ShrubsClassifier#

class capymoa.classifier.ShrubsClassifier[source]#

Bases: _ShrubEnsembles, Classifier

ShrubsClassifier

This class implements the ShrubEnsembles algorithm for classification, which is an ensemble classifier that continuously adds decision trees to the ensemble by training new trees over a sliding window while pruning unnecessary trees away using proximal (stochastic) gradient descent, hence allowing for adaptation to concept drift.

Reference:

Shrub Ensembles for Online Classification Sebastian Buschjäger, Sibylle Hess, and Katharina Morik In Proceedings of the Thirty-Sixth AAAI Conference on Artificial Intelligence (AAAI-22), Jan 2022.

Example usage:

>>> from capymoa.datasets import ElectricityTiny
>>> from capymoa.classifier import ShrubsClassifier
>>> from capymoa.evaluation import prequential_evaluation
>>> stream = ElectricityTiny()
>>> schema = stream.get_schema()
>>> learner = ShrubsClassifier(schema)
>>> results = prequential_evaluation(stream, learner, max_instances=1000)
>>> results["cumulative"].accuracy()
85.5...
__init__(
schema: Schema,
loss: Literal['mse', 'ce', 'h2'] = 'ce',
step_size: float | Literal['adaptive'] = 'adaptive',
ensemble_regularizer: Literal['hard-L0', 'L0', 'L1', 'none'] = 'hard-L0',
l_ensemble_reg: float | int = 32,
l_l2_reg: float = 0,
l_tree_reg: float = 0,
normalize_weights: bool = True,
burnin_steps: int = 5,
update_leaves: bool = False,
batch_size: int = 32,
sk_dt: DecisionTreeClassifier = DecisionTreeClassifier(random_state=1234),
)[source]#

Initializes the ShrubEnsemble classifier with the given parameters.

Parameters:
  • loss – The loss function to be used. Supported values are "mse", "ce", and "h2".

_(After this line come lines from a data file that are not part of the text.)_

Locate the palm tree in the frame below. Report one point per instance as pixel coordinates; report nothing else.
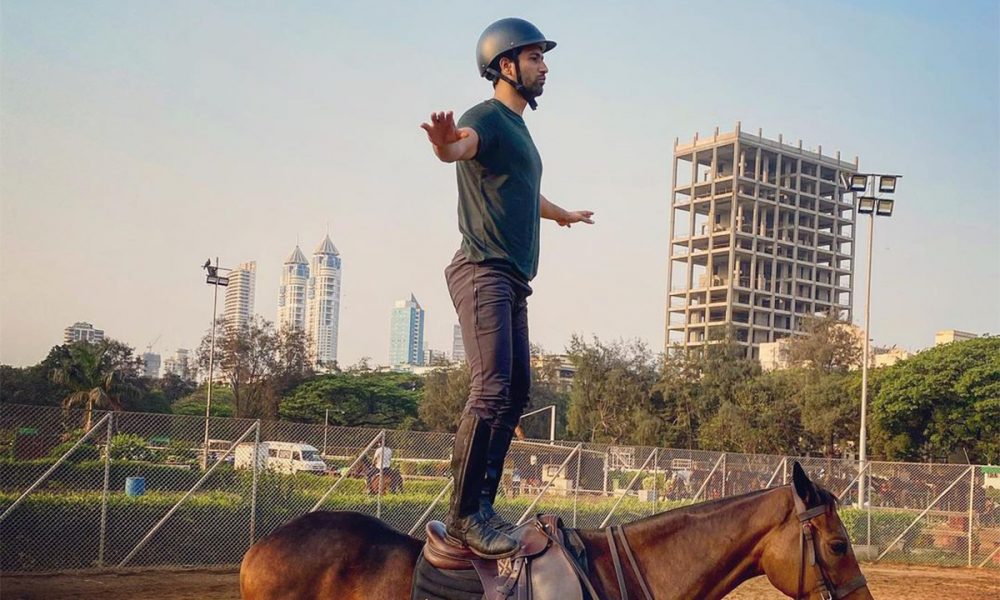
(94, 378)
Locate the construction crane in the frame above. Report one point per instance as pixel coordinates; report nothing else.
(149, 346)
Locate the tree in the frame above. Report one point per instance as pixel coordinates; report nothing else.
(356, 400)
(444, 396)
(943, 399)
(827, 344)
(102, 375)
(610, 400)
(760, 418)
(33, 385)
(693, 386)
(830, 406)
(258, 364)
(194, 403)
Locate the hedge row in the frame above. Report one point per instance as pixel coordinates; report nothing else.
(62, 531)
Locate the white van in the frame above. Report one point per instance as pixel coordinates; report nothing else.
(283, 457)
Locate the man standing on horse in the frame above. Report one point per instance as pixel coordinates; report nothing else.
(499, 210)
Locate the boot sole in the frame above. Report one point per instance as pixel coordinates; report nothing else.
(463, 544)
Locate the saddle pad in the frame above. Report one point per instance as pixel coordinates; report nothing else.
(430, 583)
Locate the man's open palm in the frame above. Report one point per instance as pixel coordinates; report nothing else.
(442, 130)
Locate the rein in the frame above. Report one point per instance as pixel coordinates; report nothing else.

  • step_size – The step size (i.e. learning rate of SGD) for updating the model. Can be a float or “adaptive”. Adaptive reduces the step size with more estimators, i.e. sets it to 1.0 / (n_estimators + 1.0)

  • ensemble_regularizer

    The regularizer for the weights of the ensemble. Supported values are:

    • hard-L0: L0 regularization via the prox-operator.

    • L0: L0 regularization via projection.

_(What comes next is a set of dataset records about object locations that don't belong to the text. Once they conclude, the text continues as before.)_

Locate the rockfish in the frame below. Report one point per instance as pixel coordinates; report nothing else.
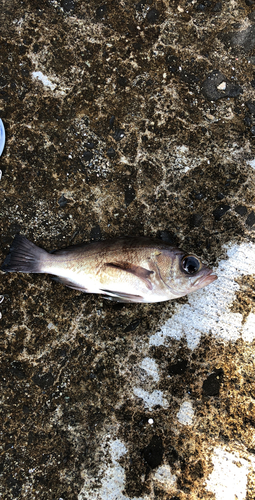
(123, 269)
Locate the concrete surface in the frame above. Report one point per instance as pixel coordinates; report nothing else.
(129, 118)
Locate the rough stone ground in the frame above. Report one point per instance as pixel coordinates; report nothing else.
(129, 118)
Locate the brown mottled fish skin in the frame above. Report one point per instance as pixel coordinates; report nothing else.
(124, 269)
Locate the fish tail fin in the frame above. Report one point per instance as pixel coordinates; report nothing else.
(24, 257)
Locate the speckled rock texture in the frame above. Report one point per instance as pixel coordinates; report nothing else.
(128, 118)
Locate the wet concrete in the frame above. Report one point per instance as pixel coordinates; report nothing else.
(128, 118)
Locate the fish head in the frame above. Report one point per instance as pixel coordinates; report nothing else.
(183, 273)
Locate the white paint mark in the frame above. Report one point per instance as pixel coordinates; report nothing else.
(251, 163)
(222, 86)
(113, 481)
(151, 399)
(229, 477)
(50, 326)
(164, 476)
(209, 309)
(117, 450)
(44, 79)
(150, 366)
(249, 332)
(186, 413)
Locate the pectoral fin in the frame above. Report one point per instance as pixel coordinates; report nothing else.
(70, 284)
(140, 272)
(121, 296)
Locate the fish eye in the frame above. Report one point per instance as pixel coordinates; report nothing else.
(191, 264)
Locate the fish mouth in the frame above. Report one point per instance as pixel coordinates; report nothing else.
(205, 280)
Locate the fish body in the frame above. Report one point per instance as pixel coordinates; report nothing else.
(124, 269)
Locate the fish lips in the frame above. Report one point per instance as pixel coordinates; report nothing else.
(206, 279)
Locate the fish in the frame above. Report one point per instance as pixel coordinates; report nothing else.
(2, 136)
(126, 269)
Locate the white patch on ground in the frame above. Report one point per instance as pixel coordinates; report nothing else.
(151, 399)
(38, 75)
(251, 163)
(186, 413)
(164, 476)
(113, 481)
(150, 366)
(228, 479)
(209, 309)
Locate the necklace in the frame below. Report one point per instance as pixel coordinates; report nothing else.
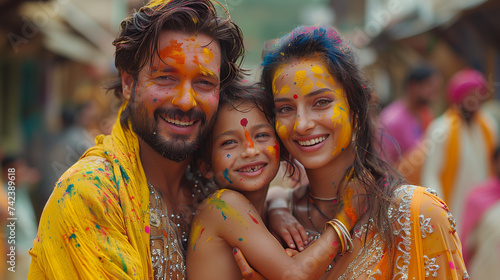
(334, 199)
(167, 250)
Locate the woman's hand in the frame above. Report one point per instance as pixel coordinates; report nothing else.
(352, 204)
(284, 226)
(281, 223)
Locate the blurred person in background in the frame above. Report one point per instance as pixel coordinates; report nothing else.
(26, 178)
(480, 234)
(460, 142)
(64, 150)
(405, 120)
(173, 58)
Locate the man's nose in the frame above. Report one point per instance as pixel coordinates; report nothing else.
(186, 99)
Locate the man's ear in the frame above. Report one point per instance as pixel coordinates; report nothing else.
(205, 169)
(127, 84)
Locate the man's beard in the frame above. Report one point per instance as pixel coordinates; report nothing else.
(178, 147)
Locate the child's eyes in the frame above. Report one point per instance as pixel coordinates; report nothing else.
(262, 135)
(283, 109)
(228, 142)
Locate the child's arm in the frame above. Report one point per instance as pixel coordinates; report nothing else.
(239, 224)
(280, 221)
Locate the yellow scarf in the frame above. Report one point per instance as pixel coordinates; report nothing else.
(96, 223)
(452, 153)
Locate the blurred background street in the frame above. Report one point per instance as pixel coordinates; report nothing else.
(56, 56)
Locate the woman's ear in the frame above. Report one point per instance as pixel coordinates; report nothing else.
(127, 84)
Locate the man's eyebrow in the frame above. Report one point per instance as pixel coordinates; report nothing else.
(208, 73)
(164, 68)
(312, 93)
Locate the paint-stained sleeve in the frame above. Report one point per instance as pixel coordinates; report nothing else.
(81, 233)
(440, 254)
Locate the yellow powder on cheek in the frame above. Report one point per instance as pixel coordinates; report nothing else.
(281, 130)
(341, 117)
(206, 71)
(320, 84)
(285, 89)
(207, 55)
(317, 69)
(302, 82)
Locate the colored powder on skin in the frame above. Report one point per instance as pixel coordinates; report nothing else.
(452, 265)
(206, 72)
(281, 130)
(69, 190)
(278, 73)
(124, 174)
(196, 232)
(174, 51)
(226, 175)
(207, 55)
(249, 139)
(349, 210)
(253, 218)
(341, 117)
(317, 69)
(192, 95)
(244, 122)
(304, 84)
(227, 211)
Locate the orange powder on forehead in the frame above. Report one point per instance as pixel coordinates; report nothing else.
(174, 51)
(249, 139)
(207, 55)
(277, 74)
(281, 130)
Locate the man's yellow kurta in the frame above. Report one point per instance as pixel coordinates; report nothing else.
(96, 222)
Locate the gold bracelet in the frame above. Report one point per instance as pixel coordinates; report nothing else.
(339, 233)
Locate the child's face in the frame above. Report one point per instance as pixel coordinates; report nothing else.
(312, 113)
(245, 152)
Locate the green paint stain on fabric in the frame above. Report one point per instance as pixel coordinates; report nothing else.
(124, 174)
(69, 189)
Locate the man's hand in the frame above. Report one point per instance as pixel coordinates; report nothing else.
(246, 271)
(284, 226)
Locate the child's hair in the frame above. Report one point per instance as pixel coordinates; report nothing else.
(234, 95)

    • L1: L1 regularization via projection.

    • none: No regularization.

    Projection can be viewed as a softer regularization that drives the weights of each member towards 0, whereas hard-l0 limits the number of trees in the entire ensemble.

  • l_ensemble_reg

    The regularization strength. Depending on the value of ensemble_regularizer, this parameter has different meanings:

    • hard-L0: then this parameter represent the total number of trees in the ensembles.

    • L0 or L1: then this parameter is the regularization strength. In these cases the number of trees grow over time and only trees that do not contribute to the ensemble will be removed.

    • none: then this parameter is ignored.

  • l_l2_reg – The L2 regularization strength of the weights of each tree.

  • l_tree_reg – The regularization parameter for individual trees. Must be greater than or equal to 0. l_tree_reg controls the number of (overly) large trees in the ensemble by punishing the weights of each tree. Formally, the number of nodes of each tree is used as an additional regularizer.

  • normalize_weights – Whether to normalize the weights of the ensemble, i.e. the weight sum to 1.

  • burnin_steps – The number of burn-in steps before updating the model, i.e. the number of SGD steps to be take per each call of train

  • update_leaves – Whether to update the leaves of the trees as well using SGD.

  • batch_size – The batch size for training each individual tree. Internally, a sliding window is stored. Must be greater than or equal to 1.

  • sk_dt – Base object which is used to clone any new decision trees from. Note, that if you set random_state to an integer the exact same clone is used for any DT object

predict_proba(instance)[source]#
predict(instance)[source]#
train(instance)[source]#